List out properties of the normal distribution. Mention any three.
symmetry, the normal distribution is symmetry which means is have a peak and the sides is evenly distributed.
- Unimodality, It means it have a single peak.
- Asymptotic Tails, It means the tails is extend indefinitely in both directions and it never reaches zero.
Properties of continuous random variables. Mention any three.
- Infinite possible values, it can take infinite number of continuous random variables.
- Probability Density Function, continuous do not assign a probability to induvial values but provides a continuous curve that describes the relative likelihood of different values.
- No Probability mass at individual values. Example if we have 1,2,3 values it does not have a specific value attached to it.
What is the area under the curve for a continuous distribution?
The likelihood of the random variable taking on values within a specific interval.
How does mean and standard deviation affect the shape of the normal distribution?
Mean, if the mean shift either to the right or left the peak follows the normal distribution.
- Standard deviation, affect how wide the normal distribution is or how small the normal distribution is.
What is the relationship between mode, mean and median in a normal distribution?
The all share the same value and location, which is in the center of the normal distribution.
What is an outlier and what are the ways of dealing with them?
- An outlier is a observation or data point, which is significantly different from the rest of the dataset.
- Identify and examine: make a visualizations to identified the outliers.
- You can replace the outlier but I will affect your result.
Under a normal distribution, what interval does 95% of the probability fall within?
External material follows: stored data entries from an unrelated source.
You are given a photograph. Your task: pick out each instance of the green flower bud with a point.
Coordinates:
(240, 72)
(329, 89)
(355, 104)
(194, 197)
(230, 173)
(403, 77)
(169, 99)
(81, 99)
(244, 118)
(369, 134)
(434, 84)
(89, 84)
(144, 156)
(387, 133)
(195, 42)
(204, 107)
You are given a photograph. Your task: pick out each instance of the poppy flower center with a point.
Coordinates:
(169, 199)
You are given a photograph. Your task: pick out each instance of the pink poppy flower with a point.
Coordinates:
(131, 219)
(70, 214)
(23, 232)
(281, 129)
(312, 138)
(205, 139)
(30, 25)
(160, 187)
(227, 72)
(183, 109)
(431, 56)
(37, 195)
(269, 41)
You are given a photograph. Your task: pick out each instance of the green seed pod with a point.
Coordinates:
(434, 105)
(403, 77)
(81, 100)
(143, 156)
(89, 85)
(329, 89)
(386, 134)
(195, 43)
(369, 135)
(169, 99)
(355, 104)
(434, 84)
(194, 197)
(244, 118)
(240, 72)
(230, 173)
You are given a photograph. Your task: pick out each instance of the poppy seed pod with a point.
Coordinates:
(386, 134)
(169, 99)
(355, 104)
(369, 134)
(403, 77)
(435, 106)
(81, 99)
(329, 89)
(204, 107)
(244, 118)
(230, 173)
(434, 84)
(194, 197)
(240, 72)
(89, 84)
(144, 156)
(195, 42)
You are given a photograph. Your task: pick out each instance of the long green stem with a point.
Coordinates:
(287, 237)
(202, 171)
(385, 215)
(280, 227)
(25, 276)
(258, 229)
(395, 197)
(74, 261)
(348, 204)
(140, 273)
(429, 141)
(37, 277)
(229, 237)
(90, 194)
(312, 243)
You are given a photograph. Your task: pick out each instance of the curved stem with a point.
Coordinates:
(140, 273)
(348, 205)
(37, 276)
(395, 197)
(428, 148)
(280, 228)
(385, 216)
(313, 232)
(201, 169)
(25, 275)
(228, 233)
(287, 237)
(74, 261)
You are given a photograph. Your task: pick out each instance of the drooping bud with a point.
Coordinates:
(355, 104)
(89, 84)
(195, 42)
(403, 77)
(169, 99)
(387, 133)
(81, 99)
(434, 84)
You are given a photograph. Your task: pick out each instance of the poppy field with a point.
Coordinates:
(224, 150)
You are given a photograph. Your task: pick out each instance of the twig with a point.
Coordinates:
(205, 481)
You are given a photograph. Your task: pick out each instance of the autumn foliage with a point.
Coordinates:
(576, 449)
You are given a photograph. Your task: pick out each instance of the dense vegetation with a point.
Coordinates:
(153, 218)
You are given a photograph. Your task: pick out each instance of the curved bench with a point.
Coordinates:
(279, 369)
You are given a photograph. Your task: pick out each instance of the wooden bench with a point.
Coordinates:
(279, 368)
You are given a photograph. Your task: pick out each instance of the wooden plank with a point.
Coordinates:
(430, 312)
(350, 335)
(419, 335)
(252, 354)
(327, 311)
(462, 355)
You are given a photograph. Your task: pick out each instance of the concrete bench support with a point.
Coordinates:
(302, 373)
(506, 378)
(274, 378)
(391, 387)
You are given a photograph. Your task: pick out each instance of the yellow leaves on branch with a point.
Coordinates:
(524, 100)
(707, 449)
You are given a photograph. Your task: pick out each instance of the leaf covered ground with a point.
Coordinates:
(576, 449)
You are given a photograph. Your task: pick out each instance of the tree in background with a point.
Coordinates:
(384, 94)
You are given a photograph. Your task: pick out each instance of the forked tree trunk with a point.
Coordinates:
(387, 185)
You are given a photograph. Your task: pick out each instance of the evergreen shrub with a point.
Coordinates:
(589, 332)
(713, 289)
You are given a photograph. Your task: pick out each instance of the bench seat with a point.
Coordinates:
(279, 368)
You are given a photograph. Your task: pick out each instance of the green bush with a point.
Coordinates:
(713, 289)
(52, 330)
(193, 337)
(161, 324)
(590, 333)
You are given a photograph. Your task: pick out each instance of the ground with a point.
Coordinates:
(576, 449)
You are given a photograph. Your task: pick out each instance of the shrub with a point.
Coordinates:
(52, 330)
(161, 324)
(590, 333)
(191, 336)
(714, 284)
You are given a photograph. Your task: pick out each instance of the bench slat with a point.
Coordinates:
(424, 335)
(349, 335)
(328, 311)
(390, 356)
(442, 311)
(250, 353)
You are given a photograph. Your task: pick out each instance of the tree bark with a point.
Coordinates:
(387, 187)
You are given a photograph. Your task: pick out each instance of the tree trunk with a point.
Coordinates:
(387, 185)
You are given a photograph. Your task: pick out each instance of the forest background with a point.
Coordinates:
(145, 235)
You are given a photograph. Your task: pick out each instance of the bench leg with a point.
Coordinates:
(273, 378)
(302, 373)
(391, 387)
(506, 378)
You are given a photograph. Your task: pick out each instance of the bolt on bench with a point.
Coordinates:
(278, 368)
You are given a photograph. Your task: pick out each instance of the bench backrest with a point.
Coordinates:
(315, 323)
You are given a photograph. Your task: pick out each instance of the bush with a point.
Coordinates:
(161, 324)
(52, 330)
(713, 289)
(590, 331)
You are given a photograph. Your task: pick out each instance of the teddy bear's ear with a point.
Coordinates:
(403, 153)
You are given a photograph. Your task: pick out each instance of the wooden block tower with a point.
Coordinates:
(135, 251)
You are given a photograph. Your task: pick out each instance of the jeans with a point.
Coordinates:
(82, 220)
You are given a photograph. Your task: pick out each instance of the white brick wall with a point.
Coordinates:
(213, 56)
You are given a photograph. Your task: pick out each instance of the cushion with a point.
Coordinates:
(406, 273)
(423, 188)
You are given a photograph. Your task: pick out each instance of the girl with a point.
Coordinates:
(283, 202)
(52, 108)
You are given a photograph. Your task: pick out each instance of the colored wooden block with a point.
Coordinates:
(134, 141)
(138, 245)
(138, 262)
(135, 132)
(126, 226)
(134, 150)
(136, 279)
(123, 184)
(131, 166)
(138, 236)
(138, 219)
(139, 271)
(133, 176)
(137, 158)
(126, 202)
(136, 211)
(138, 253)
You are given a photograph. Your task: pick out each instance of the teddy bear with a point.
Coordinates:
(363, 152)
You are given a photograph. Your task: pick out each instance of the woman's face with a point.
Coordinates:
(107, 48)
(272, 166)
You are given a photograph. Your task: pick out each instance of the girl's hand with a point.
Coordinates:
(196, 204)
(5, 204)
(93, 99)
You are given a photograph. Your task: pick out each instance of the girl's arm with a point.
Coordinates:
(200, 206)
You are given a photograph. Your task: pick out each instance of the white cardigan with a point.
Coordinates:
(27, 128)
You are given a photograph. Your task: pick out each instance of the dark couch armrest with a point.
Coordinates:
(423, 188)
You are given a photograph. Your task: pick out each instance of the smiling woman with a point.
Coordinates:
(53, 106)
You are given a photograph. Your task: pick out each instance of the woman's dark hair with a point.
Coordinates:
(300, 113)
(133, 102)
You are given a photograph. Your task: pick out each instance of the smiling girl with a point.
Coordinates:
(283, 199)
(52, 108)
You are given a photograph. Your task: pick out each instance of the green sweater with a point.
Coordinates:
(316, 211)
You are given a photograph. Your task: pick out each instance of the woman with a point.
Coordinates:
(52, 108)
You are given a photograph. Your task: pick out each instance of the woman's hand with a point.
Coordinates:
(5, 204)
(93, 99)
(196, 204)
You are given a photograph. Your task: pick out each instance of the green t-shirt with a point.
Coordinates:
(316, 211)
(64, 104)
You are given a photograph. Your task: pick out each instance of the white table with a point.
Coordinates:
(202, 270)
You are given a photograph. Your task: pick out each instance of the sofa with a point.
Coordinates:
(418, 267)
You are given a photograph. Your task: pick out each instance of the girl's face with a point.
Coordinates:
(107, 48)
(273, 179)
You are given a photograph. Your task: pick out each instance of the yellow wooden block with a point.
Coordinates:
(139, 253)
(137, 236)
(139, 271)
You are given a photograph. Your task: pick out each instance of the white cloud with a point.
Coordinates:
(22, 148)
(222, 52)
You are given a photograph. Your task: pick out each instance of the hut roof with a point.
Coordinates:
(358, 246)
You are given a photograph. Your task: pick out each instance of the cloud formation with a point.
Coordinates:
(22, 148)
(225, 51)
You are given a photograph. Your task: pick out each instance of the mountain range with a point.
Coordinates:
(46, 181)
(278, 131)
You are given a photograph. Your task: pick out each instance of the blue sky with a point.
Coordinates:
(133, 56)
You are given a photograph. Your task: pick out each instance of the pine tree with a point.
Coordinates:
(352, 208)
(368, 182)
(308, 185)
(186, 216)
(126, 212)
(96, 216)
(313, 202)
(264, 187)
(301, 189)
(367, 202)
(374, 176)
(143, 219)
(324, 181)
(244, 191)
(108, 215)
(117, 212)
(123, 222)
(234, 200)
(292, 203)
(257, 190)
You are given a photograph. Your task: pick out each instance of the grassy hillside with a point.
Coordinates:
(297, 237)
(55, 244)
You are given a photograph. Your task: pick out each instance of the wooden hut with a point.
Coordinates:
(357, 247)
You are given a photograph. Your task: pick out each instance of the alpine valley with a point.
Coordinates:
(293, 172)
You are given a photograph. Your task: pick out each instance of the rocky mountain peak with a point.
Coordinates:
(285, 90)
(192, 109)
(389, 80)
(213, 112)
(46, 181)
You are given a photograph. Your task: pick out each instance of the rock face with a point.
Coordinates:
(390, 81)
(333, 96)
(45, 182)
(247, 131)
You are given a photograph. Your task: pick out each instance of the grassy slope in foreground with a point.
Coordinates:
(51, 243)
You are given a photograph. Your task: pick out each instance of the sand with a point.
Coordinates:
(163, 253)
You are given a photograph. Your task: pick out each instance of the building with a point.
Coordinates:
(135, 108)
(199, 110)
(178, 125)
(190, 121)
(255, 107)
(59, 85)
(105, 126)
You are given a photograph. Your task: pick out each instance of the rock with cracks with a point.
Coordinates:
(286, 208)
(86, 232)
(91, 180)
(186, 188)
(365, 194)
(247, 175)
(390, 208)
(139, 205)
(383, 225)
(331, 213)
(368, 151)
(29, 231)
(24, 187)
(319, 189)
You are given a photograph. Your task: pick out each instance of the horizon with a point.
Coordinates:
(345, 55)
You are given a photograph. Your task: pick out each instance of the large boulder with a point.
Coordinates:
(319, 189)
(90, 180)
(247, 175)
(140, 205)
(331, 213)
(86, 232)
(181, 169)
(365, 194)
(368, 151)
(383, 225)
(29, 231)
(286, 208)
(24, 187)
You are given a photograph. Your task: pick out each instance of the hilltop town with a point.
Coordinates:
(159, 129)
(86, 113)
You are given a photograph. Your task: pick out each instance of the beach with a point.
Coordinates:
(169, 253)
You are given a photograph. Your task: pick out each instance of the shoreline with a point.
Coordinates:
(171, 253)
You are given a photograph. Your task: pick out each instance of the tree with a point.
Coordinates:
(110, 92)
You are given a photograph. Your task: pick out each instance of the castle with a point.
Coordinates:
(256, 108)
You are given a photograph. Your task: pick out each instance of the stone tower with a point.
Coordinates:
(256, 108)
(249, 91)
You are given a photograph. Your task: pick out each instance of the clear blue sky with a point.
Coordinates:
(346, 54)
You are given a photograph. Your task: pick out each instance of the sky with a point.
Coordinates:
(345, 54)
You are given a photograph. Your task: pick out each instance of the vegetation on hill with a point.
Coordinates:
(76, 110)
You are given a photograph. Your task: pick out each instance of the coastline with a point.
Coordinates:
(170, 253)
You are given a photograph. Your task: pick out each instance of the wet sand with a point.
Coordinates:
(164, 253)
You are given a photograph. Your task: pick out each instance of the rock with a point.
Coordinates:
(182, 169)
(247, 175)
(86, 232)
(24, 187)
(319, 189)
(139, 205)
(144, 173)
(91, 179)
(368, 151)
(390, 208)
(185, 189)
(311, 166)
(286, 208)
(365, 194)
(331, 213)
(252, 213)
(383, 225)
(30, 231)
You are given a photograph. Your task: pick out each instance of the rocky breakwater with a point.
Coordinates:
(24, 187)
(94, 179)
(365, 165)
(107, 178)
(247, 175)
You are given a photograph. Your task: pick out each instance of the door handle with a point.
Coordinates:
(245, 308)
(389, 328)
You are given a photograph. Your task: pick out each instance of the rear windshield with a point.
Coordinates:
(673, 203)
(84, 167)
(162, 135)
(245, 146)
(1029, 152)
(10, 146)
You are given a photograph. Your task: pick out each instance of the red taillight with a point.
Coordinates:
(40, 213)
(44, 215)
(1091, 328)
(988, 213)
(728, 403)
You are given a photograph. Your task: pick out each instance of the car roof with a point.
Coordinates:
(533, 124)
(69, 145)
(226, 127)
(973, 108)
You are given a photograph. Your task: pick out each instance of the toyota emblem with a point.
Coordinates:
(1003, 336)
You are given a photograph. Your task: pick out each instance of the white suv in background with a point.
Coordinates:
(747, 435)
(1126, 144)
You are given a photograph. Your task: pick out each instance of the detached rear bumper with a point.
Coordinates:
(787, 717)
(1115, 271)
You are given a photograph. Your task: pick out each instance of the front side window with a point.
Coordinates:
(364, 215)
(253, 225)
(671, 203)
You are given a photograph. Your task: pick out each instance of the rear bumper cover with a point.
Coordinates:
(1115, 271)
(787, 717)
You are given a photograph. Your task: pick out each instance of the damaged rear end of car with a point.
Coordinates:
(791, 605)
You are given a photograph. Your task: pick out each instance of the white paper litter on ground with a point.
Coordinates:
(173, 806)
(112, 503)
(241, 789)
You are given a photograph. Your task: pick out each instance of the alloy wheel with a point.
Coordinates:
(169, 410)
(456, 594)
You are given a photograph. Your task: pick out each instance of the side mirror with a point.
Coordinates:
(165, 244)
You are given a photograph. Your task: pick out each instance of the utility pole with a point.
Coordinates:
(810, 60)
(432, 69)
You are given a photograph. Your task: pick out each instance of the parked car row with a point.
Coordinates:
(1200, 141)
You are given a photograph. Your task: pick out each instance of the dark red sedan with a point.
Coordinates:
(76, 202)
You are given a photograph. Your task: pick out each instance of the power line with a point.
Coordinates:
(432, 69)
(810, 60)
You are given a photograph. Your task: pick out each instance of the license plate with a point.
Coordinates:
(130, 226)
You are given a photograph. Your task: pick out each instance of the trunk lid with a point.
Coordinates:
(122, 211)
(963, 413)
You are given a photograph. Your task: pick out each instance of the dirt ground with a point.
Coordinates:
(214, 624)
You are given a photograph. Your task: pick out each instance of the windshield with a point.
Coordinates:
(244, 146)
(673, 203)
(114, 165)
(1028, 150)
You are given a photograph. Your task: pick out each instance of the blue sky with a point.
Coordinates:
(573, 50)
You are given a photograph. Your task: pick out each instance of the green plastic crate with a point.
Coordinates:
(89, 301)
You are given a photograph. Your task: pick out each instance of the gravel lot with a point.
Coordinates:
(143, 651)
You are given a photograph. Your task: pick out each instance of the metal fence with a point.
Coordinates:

And
for 90%?
When the interval have a 95% the probability falls within 1.96 z score, it means the interval reaches from -1.96 to 1.96.
- When the interval have a 90% the probability falls within 1.645, it means the interval reaches from -1.645 to 1.645.
What is the empirical rule, and when can it be helpful?
Empirical rule is known as 68, 95, 99,7. Which means that approximately 68% of the data falls within one standard deviation of the mean. Approximately 95% of the data falls within two standard deviation of the mean. Approximately 99,7% of the data falls within three standard deviation of the mean.
- When using the empirical rule is important to notice that it only holds on a perfect normal distribution. It can be helpful to set confidence interval.
Define central limit theorem. Why is the central limit theorem important in statistics?
Regardless of the shape of the original population, the sampling distribution of the sample mean approaches a normal distribution as the sample size increases.
- Statistical inference. T-test and confidence intervals rely on CLT to make inference about population parameters, so we can work with real-world data that may not be normally distributed.
What is the Law of large numbers?
The law of large numbers have two versions, Weak law of large numbers and strong law of large numbers.
- The weak law of large numbers states that as you take larger and larger samples from a population and calculate the mean, the probability that the sample mean is close to the population mean.
- The strong law of large numbers states that in almost every possible outcome, the sample mean will equal the population mean when the sample size is sufficiently large.
Explain sampling distribution.
Sampling distribution provides valuable insights into behavior of sample statistics. It forms basis for making inferences about population and assessing the reliability of sample estimates.
In experimental design - what is a treatment group, and what is a control group?
Treatment group consists of subjects or participants who are exposed to the experimental treatment.
-control group is the same as treatment group except for the experimental treatment.